– Steve Hitchen

When I first got started writing about aeroplanes, I knew how important it would be to be able to take my own photos. I had the camera, but did I have the skill? The best way to take great shots is to emulate the best. When it came to air-to-air photos, I got my inspiration from the work of two men: Rob Fox and Glenn Alderton. My aspiration was (still is!) to be able to take shots as good as theirs. When it came to ground images and environmental portraits, I added another name: Mark Smith. As a Herald-Sun photographer, Mark's skill with imaginative structure and lighting set me a target that I have never even come close to reaching. Sadly, Mark was killed in a pedestrian accident near his home on Tuesday evening, leaving a large hole in the aviation journalism community. Mark had also turned his hand to writing, first as an occasional contributor to Australian Flying, then as editor of Australian Pilot and later Sport Pilot. His work with the pen in the beginning was, to be frank, unexciting, but over the years it got incrementally better as he worked harder at the craft. It was a credit to his determination to produce the best work he could. A passionate character that always spoke up for general aviation, he could at times be awkward to work with as he held his ground on a position and a phone call could come your way at any time of the night. It was all a part of who he was and the station in life he strove for. You always knew where you stood with Mark Smith. My condolences go to Michelle and the rest of his family.

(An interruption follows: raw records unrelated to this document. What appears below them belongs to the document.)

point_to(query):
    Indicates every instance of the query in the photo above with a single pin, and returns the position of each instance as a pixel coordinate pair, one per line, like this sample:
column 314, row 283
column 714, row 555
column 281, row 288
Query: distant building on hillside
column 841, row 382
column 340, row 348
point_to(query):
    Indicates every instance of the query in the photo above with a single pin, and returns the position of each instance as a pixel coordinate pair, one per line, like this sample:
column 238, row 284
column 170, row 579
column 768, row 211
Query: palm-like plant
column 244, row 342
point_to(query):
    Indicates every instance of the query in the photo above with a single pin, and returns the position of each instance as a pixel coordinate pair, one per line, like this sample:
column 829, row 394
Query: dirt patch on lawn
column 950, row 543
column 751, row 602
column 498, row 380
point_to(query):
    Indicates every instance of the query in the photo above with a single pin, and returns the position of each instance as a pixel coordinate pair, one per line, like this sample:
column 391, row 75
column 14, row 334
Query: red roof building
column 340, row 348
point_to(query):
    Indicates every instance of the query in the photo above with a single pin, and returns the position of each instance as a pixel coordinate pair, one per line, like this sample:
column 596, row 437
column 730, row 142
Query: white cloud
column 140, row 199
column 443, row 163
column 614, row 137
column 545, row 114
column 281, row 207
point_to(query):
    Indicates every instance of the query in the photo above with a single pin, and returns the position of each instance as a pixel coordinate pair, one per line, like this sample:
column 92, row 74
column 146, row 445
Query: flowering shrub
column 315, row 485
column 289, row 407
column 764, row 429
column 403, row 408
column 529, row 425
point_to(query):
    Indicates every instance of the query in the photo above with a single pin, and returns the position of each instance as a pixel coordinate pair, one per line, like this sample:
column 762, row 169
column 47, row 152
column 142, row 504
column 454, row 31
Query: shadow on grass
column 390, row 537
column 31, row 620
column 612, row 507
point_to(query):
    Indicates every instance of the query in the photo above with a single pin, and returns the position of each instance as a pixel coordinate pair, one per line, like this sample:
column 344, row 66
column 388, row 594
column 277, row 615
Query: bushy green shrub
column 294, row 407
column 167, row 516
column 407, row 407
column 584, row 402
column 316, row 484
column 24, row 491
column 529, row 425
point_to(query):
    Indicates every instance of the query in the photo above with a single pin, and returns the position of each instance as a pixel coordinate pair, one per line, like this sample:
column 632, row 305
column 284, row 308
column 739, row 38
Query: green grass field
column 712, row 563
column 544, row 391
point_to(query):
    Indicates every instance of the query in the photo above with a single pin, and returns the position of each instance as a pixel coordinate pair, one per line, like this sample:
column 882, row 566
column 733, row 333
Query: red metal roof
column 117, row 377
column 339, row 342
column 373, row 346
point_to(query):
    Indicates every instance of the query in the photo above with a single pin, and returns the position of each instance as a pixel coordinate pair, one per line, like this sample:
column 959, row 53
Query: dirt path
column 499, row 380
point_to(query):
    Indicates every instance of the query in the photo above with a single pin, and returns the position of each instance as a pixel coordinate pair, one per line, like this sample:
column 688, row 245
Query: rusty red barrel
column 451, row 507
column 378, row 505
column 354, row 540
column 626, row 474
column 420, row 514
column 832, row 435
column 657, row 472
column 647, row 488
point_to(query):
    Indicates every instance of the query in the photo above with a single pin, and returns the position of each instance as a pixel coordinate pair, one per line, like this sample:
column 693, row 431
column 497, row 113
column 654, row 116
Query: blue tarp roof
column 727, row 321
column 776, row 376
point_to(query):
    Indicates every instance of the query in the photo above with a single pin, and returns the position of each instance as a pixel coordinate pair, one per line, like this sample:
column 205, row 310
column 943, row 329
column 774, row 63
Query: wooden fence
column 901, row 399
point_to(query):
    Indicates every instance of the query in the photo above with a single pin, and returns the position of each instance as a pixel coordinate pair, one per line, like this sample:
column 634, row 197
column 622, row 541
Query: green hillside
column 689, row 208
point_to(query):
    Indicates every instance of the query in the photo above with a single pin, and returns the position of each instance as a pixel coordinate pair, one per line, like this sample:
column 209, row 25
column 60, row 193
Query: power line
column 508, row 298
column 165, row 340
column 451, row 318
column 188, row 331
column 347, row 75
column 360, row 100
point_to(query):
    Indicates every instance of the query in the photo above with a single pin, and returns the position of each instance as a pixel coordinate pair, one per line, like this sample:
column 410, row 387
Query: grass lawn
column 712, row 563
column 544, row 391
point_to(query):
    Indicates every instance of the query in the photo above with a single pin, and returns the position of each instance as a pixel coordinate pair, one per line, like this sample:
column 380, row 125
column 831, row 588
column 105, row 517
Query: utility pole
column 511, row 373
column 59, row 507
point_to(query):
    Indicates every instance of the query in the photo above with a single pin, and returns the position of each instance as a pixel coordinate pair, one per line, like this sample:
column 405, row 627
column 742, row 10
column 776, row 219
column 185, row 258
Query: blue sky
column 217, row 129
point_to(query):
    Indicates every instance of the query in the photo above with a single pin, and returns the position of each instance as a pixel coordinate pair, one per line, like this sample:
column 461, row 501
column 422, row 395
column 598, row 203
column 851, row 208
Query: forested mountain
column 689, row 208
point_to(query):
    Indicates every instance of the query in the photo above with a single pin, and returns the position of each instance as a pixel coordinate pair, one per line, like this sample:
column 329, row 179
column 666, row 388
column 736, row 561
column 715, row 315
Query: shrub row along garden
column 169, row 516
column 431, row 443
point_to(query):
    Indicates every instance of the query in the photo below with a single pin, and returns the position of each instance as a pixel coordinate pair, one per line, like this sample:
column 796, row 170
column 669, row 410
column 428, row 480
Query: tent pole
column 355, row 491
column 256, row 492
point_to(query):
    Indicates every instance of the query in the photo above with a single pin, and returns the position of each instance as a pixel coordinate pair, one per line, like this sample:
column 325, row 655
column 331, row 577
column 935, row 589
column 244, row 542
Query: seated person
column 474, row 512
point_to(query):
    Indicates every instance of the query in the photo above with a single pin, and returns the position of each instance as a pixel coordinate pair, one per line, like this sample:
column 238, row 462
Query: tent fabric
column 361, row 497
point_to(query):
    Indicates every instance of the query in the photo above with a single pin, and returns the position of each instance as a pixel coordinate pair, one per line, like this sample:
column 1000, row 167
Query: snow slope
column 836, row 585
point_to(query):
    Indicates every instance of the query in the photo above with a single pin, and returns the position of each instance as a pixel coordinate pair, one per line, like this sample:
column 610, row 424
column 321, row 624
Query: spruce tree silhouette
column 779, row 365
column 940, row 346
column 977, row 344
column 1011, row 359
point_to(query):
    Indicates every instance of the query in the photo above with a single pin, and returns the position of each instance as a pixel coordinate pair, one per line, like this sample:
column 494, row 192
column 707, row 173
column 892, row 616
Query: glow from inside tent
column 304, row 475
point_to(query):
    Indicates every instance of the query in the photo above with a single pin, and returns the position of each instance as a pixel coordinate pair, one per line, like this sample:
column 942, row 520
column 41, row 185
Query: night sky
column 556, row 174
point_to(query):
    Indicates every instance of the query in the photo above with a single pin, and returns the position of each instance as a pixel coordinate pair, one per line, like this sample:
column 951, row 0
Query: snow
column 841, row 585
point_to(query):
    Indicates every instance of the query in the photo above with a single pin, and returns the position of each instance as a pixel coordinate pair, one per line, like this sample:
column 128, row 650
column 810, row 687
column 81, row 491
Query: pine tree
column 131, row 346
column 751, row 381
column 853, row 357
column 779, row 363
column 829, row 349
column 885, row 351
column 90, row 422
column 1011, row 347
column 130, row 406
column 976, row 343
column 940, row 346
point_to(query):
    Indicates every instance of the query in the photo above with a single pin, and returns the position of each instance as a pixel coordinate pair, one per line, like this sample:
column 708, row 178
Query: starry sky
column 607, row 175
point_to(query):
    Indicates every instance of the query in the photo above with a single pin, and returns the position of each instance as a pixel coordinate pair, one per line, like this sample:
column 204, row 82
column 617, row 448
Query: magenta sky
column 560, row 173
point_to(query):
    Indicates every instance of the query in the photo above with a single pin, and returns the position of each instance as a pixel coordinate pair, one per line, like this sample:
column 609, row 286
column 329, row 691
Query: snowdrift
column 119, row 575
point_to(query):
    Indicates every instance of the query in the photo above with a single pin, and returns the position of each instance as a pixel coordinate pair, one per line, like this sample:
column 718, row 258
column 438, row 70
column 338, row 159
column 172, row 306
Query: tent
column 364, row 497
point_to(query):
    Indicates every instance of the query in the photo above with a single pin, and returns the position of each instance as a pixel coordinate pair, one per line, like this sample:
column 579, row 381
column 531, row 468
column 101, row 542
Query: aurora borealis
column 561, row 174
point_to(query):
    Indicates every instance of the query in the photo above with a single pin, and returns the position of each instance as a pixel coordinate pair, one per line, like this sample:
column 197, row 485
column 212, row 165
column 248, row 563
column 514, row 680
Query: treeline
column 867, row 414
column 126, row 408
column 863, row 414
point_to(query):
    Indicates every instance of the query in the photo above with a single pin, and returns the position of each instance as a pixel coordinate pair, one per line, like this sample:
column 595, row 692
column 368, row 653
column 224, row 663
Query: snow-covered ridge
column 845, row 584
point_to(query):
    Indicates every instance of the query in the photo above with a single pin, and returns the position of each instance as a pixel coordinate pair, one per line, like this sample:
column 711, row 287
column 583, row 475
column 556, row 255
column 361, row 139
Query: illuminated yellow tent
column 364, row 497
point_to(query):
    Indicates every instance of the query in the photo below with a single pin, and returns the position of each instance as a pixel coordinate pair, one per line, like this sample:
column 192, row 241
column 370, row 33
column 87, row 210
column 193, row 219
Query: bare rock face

The Civil Aviation Amendment Bill 2019 is back with the House of Reps. It got a good run in the Senate this week, with the Greens pushing the hairy old barrow of interfering with aviation safety as they sought to send the bill to a committee. The red seats mostly didn't agree. Victorian Senator Janet Rice put forward the theory that general aviation needs to be looked after, but we shouldn't be asking CASA to do it; rather, it was the job of parliament. Experience has taught me that fixing general aviation is not what parliaments do. Parliaments are there to bandy about legislation, not to actually do anything; that's the theoretical role of governments. And it is this government's stated position (supported by the ALP) that safety still gets the priority over the economics of regulation. Taking that into account, it's still very hard to see how amending the Act will help GA at all. Let me reinforce that the need to consider cost is already in a legislative document: the Statement of Expectations. If that is not being properly enforced, what confidence can we have that the provisions of the Act will be enforced?

A classic case emerged this week with CASA grounding all Airvan 8s after the parachuting accident in Sweden. The Swedish authorities expressed concerns that the aircraft may have broken up in the air, leading CASA to ground all GA8s for 15 days as a precaution. They lifted the ban five days later (kudos to them), but at what cost? When asked why they felt it was paramount to ground the GA8s when a recent spate of in-flight break-ups with C210s didn't draw that reaction, I was told "the difference is there is specific information available for the Cessna. At this stage there is only the general observation that the Airvan may have suffered an inflight failure." So we've grounded the aircraft type and caused economic strain based on a "general observation". Another general observation would show that in-flight break-ups are more likely to be caused by ageing fatigue, over-loading or misuse of the controls. The oldest Airvan 8 in the world has just turned 20; not old in a fleet with an average age nearing 40 and unlikely to be suffering from fatigue. Rapid elimination means that if the Swedish Airvan did break up in the air it is most likely an over-stress situation, something not likely to have an impact on every other GA8 in the world. With only one incident on the cards, what was it that made CASA think there was an issue that was an immediate threat to safety? It doesn't matter ... with safety as their priority, they may as well ground them all because the cost to the industry is of secondary concern to the regulator.

May your gauges always be in the green.